Also unlike the common cold, once released, bigotry is not present for a few days followed by a return to normal. It has had enormous and devastating effects on peoples and nations.

How is this germane to our conversation on immigration laws within our states? When a city or a state's law enforcement officials or the landlords of an area must check that each person is a legal citizen of our country on a traffic stop or before he or she rents a home, does that mean that every person is checked or only those who look a certain way?

When we pinpoint people who have, say ... darker skin, black hair ... on such occasions as these, how do we keep our bigotry in check? Have we not, through those laws, given ourselves permission to look negatively at a group of people?

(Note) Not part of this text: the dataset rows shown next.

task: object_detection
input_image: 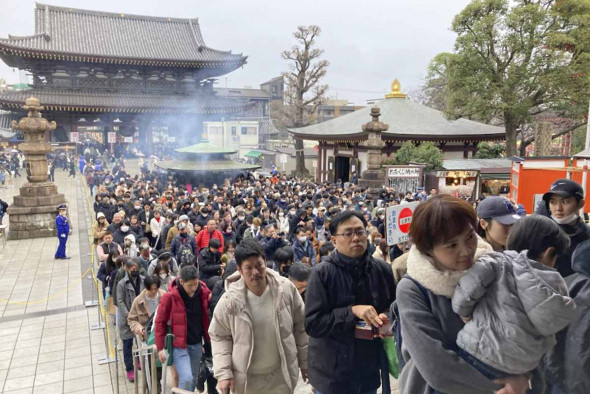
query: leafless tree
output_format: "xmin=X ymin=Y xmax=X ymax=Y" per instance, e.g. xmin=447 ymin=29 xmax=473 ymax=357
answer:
xmin=281 ymin=25 xmax=329 ymax=174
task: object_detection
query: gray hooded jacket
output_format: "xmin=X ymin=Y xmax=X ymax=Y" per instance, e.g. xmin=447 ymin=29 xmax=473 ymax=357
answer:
xmin=452 ymin=251 xmax=576 ymax=374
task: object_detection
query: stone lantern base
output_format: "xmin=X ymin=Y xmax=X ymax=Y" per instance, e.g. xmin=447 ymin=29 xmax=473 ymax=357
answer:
xmin=6 ymin=182 xmax=66 ymax=239
xmin=359 ymin=169 xmax=385 ymax=199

And what if that person who is being looked on as someone less is you, or perhaps your sister, or your mother? The risk is real, to our citizens, to our country, to ourselves.

If a law, in attempting to create justice, has the effect of creating an injustice, we all must stand up and take notice. If a law, instead of making us a better people, paves the way for our frailties to take precedence over our better nature, we have enacted the wrong law.

Gov. Dave Heineman has stated that he is looking into an Arizona-type law for Nebraska. Why? Immigration is in the federal government's jurisdiction.

Our illegal immigrant population is, even by percentage of our full population, a fraction of Arizona's. We are facing, according to the governor himself, a severe revenue shortfall in the next biennium. All of this begs the question: How can we afford the hundreds of thousands or, as has been predicted by some, millions of dollars needed to enact and defend legislation of this type when we don't have enough for the most basic of our state's needs now? And what would be the true cost, not just the cost to the programs and needs of this state that would go unfunded?

To be governed wisely, we must be wise. We are all, in a very real sense, the lawmakers of this land. We must look at the complete impact of each law we consider, especially those that could touch, directly and indirectly, who we are as a people.

Anne Kubr is a sixth-grade language arts teacher in Lincoln Public Schools.